Volker Schellenberger is President and CEO of Amunix Operating Inc., which he co-founded together with Willem Pim Stemmer in 2006. He initially served as Amunix’ Chief Scientific Officer and is the lead inventor of the company’s XTEN technology. He has over 20 years of industry experience in protein engineering and drug discovery. Prior to co-founding Amunix he served as head of Genencor’s protein engineering department where he invented combinatorial consensus mutagenesis, selection by micro-compartmentalization as well as mutator technology. He focused on the discovery and engineering of antibody-enzyme fusion proteins. Prior to his work on biotherapeutics, he led projects optimizing enzymes for industrial applications as well as microbes for metabolic pathway engineering. He received his PhD from Leipzig University(Germany) in 1986 for studies on protease catalyzed peptide synthesis. After Postdoctoral work at the Institute for Protein Research in Pushchino (Russia) he moved to the University of Göttingen where he developed a novel method for the production of peptides from recombinant peptide-multimers.
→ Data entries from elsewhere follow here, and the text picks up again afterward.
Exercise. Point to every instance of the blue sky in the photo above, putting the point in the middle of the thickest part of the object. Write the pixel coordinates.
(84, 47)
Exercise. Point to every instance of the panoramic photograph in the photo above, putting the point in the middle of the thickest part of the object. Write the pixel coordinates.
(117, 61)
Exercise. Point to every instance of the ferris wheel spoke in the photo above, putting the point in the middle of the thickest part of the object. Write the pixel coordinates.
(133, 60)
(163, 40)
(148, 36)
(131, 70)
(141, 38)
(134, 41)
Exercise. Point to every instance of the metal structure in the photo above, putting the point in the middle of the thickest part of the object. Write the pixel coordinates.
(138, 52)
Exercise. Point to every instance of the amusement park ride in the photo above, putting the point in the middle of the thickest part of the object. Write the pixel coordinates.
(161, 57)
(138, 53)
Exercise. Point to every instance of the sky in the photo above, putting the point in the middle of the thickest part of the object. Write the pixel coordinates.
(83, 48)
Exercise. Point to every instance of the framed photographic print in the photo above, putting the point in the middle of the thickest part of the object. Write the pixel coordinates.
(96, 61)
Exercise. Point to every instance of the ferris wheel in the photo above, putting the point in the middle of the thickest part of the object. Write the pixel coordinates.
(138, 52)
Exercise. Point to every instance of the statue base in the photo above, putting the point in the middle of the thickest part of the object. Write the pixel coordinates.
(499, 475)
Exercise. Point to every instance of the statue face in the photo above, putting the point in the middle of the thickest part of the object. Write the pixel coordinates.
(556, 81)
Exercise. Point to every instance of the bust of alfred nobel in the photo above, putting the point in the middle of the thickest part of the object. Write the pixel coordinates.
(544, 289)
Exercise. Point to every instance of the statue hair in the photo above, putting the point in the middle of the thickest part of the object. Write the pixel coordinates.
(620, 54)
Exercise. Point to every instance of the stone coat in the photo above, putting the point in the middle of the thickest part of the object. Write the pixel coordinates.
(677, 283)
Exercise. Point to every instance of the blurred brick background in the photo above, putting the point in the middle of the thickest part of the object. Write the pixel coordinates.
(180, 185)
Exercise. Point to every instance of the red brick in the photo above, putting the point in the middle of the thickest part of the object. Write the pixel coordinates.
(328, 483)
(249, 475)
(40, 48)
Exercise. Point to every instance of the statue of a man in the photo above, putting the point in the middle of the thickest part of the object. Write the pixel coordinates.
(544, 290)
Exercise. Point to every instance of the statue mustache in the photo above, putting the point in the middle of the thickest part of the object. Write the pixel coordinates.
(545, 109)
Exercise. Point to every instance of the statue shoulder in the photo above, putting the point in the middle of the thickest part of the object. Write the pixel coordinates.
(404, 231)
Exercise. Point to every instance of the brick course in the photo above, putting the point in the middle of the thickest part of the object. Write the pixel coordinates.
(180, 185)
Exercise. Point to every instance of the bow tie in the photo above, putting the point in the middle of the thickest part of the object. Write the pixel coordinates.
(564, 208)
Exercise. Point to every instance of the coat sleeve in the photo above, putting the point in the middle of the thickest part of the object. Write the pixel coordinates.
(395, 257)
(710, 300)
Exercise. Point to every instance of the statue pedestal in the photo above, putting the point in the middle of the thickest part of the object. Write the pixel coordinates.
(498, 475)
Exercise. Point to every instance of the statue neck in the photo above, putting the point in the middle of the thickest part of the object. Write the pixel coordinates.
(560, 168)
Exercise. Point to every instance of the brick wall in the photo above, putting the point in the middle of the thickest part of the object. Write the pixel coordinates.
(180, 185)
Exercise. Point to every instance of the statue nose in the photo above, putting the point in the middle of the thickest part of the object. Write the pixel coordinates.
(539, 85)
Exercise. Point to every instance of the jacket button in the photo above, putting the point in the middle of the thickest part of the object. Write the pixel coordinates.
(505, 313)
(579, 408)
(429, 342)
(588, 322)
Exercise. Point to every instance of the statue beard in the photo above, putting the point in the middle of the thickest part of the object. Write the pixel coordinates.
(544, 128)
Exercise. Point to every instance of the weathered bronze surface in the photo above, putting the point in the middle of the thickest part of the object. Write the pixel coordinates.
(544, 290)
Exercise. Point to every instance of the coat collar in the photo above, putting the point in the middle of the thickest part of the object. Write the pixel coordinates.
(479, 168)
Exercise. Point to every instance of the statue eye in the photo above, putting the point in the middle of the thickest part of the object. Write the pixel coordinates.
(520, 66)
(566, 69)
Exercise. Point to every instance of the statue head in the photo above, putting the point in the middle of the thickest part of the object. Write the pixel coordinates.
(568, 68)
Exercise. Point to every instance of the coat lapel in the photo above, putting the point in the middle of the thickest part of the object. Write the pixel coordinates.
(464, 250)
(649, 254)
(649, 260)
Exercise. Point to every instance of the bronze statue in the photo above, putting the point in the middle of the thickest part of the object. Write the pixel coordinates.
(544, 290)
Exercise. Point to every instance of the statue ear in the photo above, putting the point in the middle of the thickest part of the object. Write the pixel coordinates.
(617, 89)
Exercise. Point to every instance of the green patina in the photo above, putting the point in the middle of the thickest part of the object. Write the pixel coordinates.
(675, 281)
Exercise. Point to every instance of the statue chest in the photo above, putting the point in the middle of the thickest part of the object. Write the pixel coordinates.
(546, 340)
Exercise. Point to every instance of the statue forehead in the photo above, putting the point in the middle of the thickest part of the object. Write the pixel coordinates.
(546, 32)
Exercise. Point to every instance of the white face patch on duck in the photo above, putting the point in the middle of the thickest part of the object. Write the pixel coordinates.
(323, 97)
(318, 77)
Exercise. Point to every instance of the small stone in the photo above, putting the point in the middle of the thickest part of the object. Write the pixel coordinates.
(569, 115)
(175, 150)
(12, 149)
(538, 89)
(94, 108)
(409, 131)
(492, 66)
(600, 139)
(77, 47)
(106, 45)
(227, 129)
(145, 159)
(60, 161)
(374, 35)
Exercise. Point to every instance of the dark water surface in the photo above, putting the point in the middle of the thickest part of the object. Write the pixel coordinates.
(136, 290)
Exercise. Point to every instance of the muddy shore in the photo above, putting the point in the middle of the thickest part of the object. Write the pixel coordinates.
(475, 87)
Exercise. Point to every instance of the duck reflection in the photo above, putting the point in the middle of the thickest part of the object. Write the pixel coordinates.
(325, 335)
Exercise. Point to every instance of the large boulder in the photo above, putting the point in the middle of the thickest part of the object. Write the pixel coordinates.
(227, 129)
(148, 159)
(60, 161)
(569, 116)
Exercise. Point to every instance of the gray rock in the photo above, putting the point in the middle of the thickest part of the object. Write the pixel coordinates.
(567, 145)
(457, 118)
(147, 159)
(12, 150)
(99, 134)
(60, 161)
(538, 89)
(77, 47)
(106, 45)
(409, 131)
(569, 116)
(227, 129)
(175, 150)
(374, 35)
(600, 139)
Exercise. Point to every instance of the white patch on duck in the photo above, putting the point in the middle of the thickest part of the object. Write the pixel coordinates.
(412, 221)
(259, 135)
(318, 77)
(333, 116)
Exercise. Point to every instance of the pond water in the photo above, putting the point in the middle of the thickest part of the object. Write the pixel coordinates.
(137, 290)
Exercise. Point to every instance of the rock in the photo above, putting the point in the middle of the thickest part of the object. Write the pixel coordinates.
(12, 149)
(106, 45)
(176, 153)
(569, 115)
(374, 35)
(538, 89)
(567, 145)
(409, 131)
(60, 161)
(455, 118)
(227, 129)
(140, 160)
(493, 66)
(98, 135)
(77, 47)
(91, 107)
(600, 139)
After a Postdoc with Bill Rutter at the University of California, San Francisco he joined Genencor in 1994. He is author of over 40 scientific papers and inventor of more than 70 issued or pending patent applications. He is a recipient of the Karl Lohmannprize of the German Society of Biochemists.


PEGylation is commonly used to generate long-acting biologics (Biobetters). However, there are increasing concerns about the safety of PEG resulting from its resistance to being metabolized resulting in the accumulation in various organs including the kidney and brain. PEG is further limited by its polydispersity as well as an increasing risk of pre-exposure caused by the use of PEG in many cosmetics. Amunix has developed XTEN, a protein-based polymer that mimics the biophysical properties of PEG. XTEN is easily metabolized, thereby eliminating the risk of tissue accumulation. Proteins and peptides can be genetically fused to XTEN in a precisely controlled locations to increase biological half-life. XTEN polymers can also be produced by large scale microbial fermentation enabling chemical conjugation similar to PEGylation. XTEN has been successfully applied to a wide range of biotherapeutics and the most advanced product, human growth hormone-XTEN, VRS-317, is currently in late stage clinical testing.